While AhtnaSTS hadn’t responded to Asset’s filing by deadline, exhibits it filed in the removal to federal court provide a glimpse into AhtnaSTS’s version of events, including a Dec. 20 letter AhtnaSTS President Victoria Dunlap sent to Asset Vice President of Contract Administration and Business Development Ron Gates telling him that AhtnaSTS has serious concerns that the practice of not paying health-and-welfare monies to employees during their probationary period may be more widespread than just the Port Isabel Detention Center contract.
Dunlap tells Gates AhtnaSTS believes Asset is not practicing business in accordance with local, state and federal laws.

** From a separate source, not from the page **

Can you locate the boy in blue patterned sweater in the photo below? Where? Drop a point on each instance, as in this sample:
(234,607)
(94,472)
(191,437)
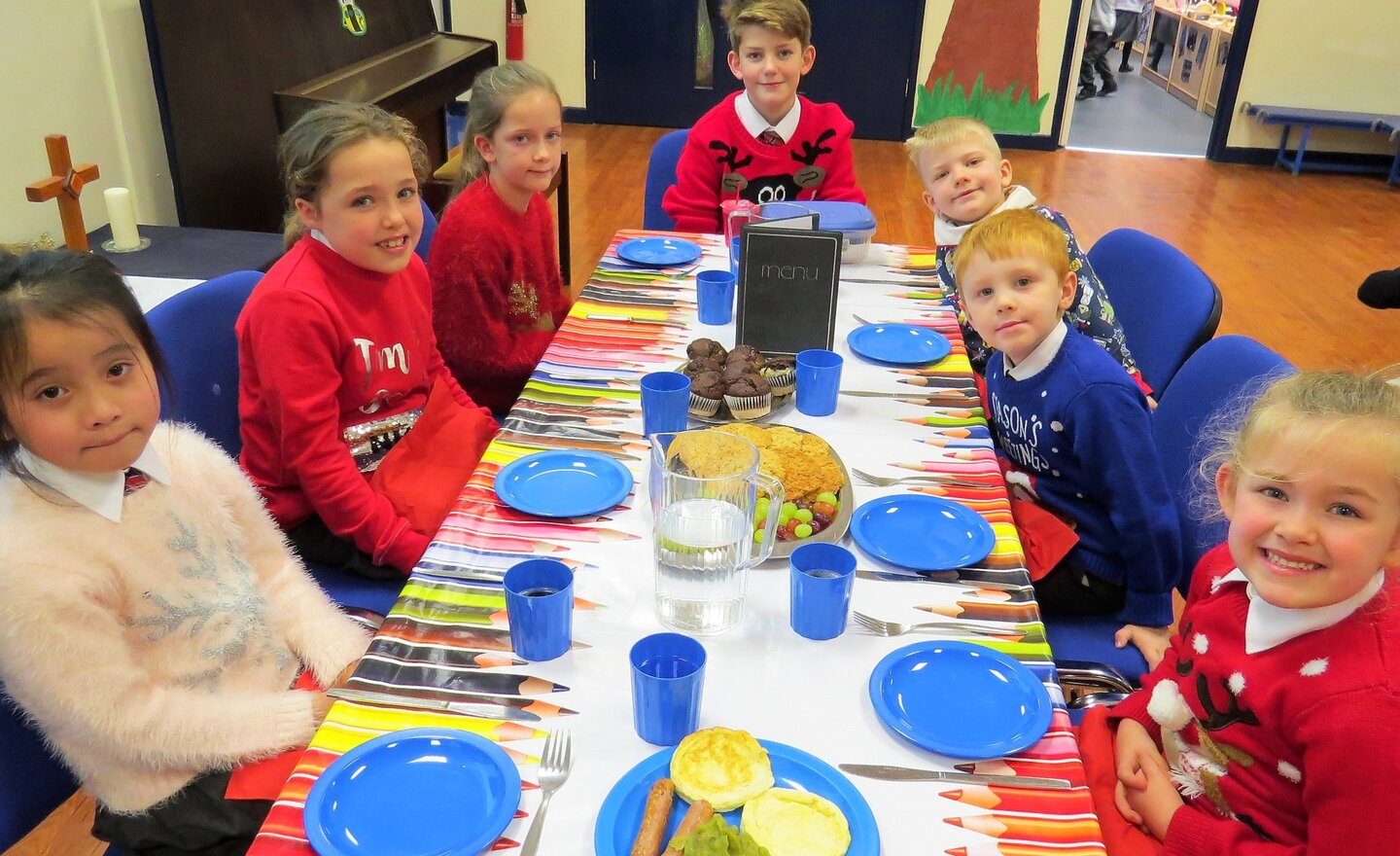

“This issue poses significant reputational risks to AhtnaSTS, and the risk that this type of conduct could lead to sanctions, suspension, or disbarment by the federal government,” Dunlap wrote in the letter, which indicates “the client” demands a corrective action plan.
Another email filed as an exhibit in the federal removal indicates AhtnaSTS was receiving “serious pressure from ICE,” regarding health-and-welfare benefit pay for probationary employees.
Pruneda, the ICE spokeswoman, also did not respond to an inquiry asking whether ICE audited AhtnaSTS over its contract to provide security at the Port Isabel Detention Center.
One of the exhibits shows that AhtnaSTS told Asset it needed to agree to pay cash or deposit into 401ks for employees hired after Dec. 1, 2015, and that AhtnaSTS needed proof for the goverment showing everything is right and that Asset needs to make sure employees are being paid health-and-welfare benefits from day one.
In its last court filing, Asset is asking that the litigation be moved back to state court or in the alternative that a federal judge schedule a hearing over the temporary restraining order.